Cover of the album being discussed, whose design is not particularly “historically informed!” (from the Amazon.com Web page for the album being discussed)
I suspect that there are more recordings of Franz Schubert’s D. 795 song cycle Die schöne Müllerin (the fair maid of the mill) than I would care to enumerate. (My wife, who classifies this as woe-is-me music, thinks that one is too many!) Nevertheless, my interest in “historically informed performance” led me to a new harmonia mundi album, which will be released this coming Friday. As is often the case, Amazon.com has already created a Web page, which is processing pre-orders.
Tenor Julian Prégardien is accompanied at the keyboard by Kristian Bezuidenhout. Bezuidenhout is probably no stranger to San Francisco readers interested in historically informed performances.

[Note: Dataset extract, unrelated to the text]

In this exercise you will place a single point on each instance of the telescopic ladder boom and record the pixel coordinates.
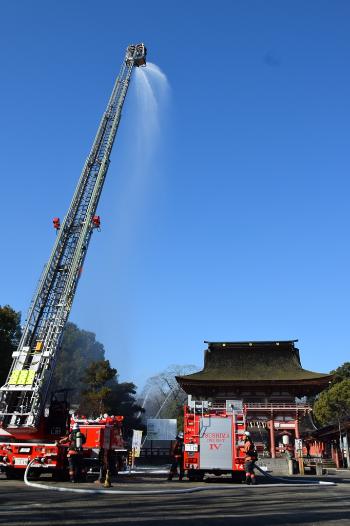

When he last visited Philharmonia Baroque in March of 2023 as soloist in a performance of Wolfgang Amadeus Mozart’s K. 466 piano concerto in D minor, his instrument was Music Director Nicholas McGegan’s own fortepiano! This had been built by Thomas and Barbara Wolf following the design of an instrument built around 1780 by Wenzel Schantz.
Bezuidenhout’s instrument for Schubert has a somewhat similar pedigree. This fortepiano was made in 2019 by Christoph Kern. However, this was again based on the “historically informed” design of an instrument made by Conrad Graf in 1825. The instrument has a capacity for a unique diversity of timbres. This allowed Bezuidenhout to support the prodigious array of dispositions that arise in the twenty poems by Wilhelm Müller that Schubert selected for his D. 795. I found that the scope of the musical account of those dispositions was more than sufficient to transcend my wife’s woe-is-me complaint!
There are those that shy away from “historically informed” sonorities because they are not expressive enough; but, as far as I am concerned, they allow the skilled performers to summon up subtleties that make the account more expressive!